Seven forms of Covid-19 identified

Covid-19

The symptoms of Covid-19 are varied. (Image: da-kuk / iStock)

An infection with the Sars-CoV-2 coronavirus can cause a large number of seemingly completely different symptoms. But as it now shows, there is a certain order behind it: Researchers have found that with the mild course of Covid-19, certain symptom groups usually occur together. Using these groupings, they identify seven different forms of the disease. Blood analyzes of convalescents also revealed that there are still significant changes in the immune system ten weeks after a coronavirus infection.

Cough, fever and flu-like symptoms – these symptoms are often the guiding symptoms of a coronavirus infection. However, in the course of the pandemic it has been shown that Sars-CoV-2 can attack a large number of organs and tissues in our body and cause a wide range of symptoms. Some patients suffer from headaches and neurological failures, others develop a creeping lack of oxygen or develop abdominal pain and diarrhea. Non-specific muscle pain and fatigue are common symptoms of Covid-19. In more severe cases, pneumonia and system-wide inflammatory reactions occur. The long-term effects of the infection have also hardly been researched. It is becoming apparent that a significant proportion of the patients still have symptoms weeks to months after the acute phase of the disease or even develop them only then.

Seven different symptom complexes

Bernhard Kratzer from the Medical University of Vienna and his colleagues have now investigated what is behind these processes immunologically and whether there is possibly a system for the very different symptoms of Covid-19. “Although several studies have examined the cellular immune responses of Covid-19 patients during their acute illness, we know little about the long-term effects Covid-19 has on the adaptive and innate immune system of convalescents,” they explain. For their study, they therefore analyzed the blood of 109 Covid-19 convalescents who were infected with Sars-CoV-2 around ten weeks ago. They determined which immune cells and antibodies were present in the blood samples and asked all participants in detail which symptoms had occurred during their acute Covid 19 disease. All convalescents at that time had a rather mild course of Covid-19.

The evaluation of the symptom reports showed that with the mild course of Covid-19 there are apparently certain, often combined symptom groups. “We were able to clearly differentiate between systemic and organ-specific forms of the primary Covid-19 disease,” reports senior author Winfried Pickl from the Medical University of Vienna. From these combinations, he and his team conclude that there are seven different forms of disease with a mild Covid-19 course. Knowledge of these disease variants could in the future help to identify possible infections more quickly and possibly also to treat them more specifically. The first form is characterized by the classic flu-like symptoms – fever, exhaustion, and cough. In its second variant, the infection is more like a typical cold with runny nose, sneezing, dry throat and nasal congestion.

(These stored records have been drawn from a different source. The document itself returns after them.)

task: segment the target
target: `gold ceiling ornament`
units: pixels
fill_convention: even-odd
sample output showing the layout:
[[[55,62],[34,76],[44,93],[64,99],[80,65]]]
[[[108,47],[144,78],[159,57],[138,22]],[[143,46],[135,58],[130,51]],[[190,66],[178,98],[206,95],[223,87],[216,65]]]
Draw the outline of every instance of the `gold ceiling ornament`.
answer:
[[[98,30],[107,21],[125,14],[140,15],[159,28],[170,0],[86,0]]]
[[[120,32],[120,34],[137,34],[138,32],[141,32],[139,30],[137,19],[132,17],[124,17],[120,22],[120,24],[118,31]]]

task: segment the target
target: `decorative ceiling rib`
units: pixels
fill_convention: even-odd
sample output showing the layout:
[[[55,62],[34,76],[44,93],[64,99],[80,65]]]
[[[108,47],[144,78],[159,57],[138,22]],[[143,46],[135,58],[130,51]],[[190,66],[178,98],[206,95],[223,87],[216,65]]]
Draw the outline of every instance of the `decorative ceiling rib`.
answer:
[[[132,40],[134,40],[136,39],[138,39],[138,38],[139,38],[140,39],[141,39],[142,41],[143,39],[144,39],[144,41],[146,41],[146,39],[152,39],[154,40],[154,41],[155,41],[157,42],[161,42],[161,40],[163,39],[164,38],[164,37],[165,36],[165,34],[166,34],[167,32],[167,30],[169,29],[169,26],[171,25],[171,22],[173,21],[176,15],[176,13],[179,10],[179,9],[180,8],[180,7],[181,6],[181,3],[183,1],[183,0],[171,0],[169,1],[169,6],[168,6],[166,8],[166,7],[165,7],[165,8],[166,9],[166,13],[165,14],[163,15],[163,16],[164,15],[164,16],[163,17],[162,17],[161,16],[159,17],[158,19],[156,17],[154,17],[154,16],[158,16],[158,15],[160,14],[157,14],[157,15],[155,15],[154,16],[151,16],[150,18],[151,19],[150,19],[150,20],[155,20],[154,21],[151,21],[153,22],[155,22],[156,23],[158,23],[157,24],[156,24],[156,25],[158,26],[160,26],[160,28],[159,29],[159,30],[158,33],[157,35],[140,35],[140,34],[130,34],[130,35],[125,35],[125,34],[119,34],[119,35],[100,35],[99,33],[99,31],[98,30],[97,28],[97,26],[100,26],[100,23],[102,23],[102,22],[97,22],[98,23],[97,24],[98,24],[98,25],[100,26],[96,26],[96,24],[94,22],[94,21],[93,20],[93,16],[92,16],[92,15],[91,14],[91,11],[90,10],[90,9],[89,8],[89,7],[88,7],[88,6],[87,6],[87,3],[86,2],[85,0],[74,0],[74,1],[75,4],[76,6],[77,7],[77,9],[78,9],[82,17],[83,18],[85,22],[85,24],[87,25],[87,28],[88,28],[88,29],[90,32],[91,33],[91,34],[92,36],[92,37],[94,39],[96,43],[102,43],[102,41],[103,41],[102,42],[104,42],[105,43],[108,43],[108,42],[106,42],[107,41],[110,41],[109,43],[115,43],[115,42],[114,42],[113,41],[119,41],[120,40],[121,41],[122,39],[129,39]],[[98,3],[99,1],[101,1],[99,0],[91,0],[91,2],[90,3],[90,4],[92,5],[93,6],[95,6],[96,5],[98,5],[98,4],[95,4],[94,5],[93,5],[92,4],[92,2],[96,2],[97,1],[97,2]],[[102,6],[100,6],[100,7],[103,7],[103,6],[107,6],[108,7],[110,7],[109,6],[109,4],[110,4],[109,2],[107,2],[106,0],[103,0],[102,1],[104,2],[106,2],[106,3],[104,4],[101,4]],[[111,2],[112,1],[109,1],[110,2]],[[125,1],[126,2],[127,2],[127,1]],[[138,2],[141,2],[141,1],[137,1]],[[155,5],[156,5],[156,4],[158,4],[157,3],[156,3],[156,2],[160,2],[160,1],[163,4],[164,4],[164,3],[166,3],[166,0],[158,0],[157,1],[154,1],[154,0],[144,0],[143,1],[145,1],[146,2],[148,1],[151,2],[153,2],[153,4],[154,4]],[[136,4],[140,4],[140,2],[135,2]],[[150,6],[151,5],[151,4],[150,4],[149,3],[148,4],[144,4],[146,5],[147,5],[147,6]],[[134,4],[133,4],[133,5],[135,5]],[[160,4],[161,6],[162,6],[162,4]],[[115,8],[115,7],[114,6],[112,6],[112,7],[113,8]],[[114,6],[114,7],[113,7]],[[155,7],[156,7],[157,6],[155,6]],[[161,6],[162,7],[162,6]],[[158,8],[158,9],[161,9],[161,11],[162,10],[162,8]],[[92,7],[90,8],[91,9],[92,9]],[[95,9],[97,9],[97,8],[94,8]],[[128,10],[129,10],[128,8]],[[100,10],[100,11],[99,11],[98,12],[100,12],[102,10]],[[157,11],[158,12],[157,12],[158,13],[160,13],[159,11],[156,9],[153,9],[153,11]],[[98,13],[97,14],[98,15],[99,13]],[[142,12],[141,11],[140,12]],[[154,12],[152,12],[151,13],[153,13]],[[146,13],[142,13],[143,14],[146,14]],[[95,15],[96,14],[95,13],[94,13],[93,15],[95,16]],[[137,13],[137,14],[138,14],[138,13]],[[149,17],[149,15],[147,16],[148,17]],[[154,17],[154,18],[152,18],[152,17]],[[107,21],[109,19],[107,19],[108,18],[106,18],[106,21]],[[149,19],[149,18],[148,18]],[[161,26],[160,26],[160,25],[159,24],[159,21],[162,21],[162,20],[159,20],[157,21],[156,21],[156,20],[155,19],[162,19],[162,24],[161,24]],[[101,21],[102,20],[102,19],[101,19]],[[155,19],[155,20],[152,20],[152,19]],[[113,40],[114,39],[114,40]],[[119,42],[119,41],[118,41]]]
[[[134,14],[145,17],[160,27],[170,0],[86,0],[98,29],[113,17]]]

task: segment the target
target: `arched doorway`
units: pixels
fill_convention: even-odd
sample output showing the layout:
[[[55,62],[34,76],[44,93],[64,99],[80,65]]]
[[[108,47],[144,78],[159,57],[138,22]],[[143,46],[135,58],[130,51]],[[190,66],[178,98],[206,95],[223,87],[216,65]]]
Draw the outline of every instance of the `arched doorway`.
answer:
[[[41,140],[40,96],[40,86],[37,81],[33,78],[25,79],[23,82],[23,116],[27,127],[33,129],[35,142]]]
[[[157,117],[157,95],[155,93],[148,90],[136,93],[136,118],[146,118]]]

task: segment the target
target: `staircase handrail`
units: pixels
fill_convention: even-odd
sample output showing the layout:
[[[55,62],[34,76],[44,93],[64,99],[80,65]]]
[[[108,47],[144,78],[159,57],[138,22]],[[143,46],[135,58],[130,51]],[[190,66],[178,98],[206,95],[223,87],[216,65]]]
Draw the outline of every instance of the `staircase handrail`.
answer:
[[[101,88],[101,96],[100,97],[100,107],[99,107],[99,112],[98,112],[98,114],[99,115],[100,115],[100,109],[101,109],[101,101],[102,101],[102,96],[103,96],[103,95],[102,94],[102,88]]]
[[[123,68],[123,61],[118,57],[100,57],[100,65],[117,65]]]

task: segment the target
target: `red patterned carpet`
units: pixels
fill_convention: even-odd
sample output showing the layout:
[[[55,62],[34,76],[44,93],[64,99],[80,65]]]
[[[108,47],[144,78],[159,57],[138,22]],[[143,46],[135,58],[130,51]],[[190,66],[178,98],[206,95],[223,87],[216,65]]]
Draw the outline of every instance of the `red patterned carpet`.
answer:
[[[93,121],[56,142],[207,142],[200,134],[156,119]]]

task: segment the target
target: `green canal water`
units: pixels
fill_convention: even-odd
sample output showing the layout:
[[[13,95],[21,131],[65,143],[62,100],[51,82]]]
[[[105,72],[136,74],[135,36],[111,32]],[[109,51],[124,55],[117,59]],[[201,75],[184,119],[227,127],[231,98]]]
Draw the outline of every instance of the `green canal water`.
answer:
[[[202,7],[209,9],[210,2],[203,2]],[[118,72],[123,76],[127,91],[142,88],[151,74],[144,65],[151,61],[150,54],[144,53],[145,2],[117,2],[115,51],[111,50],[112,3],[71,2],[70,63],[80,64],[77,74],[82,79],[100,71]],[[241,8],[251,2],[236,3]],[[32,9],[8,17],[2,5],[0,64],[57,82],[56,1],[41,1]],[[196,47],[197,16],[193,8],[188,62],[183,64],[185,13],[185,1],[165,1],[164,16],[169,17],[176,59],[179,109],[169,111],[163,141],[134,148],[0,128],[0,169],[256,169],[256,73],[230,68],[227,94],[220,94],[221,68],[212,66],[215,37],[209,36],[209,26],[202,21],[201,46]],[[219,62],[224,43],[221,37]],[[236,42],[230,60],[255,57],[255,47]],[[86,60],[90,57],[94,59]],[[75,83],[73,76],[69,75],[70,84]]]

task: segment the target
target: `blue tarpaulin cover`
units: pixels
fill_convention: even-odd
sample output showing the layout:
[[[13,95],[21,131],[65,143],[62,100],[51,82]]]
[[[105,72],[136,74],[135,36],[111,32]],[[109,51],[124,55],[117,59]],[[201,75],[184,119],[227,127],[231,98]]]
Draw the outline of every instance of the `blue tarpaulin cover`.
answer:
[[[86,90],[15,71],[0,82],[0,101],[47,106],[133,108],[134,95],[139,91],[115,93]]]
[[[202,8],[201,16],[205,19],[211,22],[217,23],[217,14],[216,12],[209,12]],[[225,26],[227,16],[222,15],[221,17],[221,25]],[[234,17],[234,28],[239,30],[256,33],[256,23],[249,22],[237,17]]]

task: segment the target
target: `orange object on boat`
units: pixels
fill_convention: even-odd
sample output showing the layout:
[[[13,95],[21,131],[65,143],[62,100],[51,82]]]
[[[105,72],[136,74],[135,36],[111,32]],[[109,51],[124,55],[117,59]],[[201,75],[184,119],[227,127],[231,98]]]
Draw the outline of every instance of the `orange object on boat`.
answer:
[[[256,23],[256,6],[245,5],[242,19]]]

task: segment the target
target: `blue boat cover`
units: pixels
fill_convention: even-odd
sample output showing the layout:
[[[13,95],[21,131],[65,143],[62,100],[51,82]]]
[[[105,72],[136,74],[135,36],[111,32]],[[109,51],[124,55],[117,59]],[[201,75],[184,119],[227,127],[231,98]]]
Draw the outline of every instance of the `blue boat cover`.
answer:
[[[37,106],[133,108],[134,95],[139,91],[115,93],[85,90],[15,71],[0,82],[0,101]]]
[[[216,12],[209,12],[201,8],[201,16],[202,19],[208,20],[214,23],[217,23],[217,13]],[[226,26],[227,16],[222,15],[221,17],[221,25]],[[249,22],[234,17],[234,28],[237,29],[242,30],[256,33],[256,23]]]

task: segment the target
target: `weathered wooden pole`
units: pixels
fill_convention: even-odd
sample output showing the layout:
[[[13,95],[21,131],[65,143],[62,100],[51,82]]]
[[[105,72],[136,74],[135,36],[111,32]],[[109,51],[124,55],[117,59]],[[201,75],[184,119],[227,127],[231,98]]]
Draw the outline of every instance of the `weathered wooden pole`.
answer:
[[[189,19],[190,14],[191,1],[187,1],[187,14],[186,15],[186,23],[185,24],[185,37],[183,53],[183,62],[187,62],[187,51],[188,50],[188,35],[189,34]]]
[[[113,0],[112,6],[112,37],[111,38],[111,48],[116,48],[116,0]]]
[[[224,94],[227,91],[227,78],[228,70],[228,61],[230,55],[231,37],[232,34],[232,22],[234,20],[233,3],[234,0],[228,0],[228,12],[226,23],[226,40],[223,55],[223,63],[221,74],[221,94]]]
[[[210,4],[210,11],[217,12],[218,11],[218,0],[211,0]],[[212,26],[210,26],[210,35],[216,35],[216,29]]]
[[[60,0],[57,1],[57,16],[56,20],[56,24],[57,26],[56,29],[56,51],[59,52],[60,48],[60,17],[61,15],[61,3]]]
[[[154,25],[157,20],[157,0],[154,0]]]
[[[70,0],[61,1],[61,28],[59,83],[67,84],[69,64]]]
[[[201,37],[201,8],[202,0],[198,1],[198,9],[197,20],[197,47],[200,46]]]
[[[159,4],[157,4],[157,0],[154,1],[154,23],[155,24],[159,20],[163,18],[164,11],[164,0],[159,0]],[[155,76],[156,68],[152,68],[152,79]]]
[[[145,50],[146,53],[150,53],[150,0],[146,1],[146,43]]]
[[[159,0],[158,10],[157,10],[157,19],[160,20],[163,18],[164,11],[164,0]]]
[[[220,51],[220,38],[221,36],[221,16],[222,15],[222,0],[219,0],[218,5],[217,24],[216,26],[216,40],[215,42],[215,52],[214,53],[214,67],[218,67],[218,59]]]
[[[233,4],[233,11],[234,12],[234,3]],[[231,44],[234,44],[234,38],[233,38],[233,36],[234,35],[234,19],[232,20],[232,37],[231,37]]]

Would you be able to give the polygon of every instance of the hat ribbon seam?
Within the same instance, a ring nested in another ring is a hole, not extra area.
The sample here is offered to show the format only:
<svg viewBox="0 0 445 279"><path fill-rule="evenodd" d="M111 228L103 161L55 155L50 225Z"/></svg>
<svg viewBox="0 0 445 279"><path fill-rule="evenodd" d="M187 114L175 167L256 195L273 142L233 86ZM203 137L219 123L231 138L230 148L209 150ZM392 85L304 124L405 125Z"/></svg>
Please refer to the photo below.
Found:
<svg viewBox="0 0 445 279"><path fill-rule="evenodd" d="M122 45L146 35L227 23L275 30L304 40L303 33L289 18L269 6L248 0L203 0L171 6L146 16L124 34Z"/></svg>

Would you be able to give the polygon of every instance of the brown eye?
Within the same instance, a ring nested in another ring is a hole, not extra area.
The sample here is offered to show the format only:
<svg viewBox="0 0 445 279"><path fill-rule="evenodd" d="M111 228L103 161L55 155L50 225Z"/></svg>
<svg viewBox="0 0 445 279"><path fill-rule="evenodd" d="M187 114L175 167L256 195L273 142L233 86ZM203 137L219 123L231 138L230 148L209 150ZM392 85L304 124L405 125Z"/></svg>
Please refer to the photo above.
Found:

The third Covid-19 form, on the other hand, manifests itself only or mainly through joint and muscle pain, a fourth through pronounced eye and mucosal inflammation, as the scientists report. A fifth symptom complex is lung problems with pneumonia and shortness of breath. In the sixth form, those affected primarily suffer from gastrointestinal problems with diarrhea, nausea and headache. Finally, the seventh form of the disease is the loss of the sense of smell and taste. “In the latter group, we were able to determine that the loss of smell and taste affects more people with a ‘young immune system’, measured by the number of T lymphocytes that have only recently migrated from the thymus,” explains Pickl.

Long-term immunological changes

Regardless of the variant of acute Covid 19 disease, there are many similarities in terms of the long-term immunological consequences. Accordingly, Sars-CoV-2 leaves a kind of immunological fingerprint in the immune system and blood of the convalescents. The number of white blood cells, which are otherwise responsible for fighting bacterial pathogens in the immune system, is significantly lower than usual in Covid convalescents. There are more memory cells for this and the cytotoxic CD8 + T cells remain strongly activated. One of their tasks is to kill cells infected by viruses. “At the same time, the regulatory cells are greatly reduced – this is a dangerous mix that could also lead to autoimmunity,” explains Pickl. Antibody-producing immune cells were also increasingly present in the convalescent’s blood – the stronger the fever of the person affected, the higher the antibody levels against the virus.

“This shows that the immune system is still dealing intensively with the disease many weeks after the first infection,” says Pickl. The new findings help to better understand Covid disease and its consequences. “They also help us in the development of possible vaccines, since we can now fall back on promising biomarkers and carry out even better monitoring,” the scientists explain. Now it is a matter of implementing these findings and using them for the development of vaccines.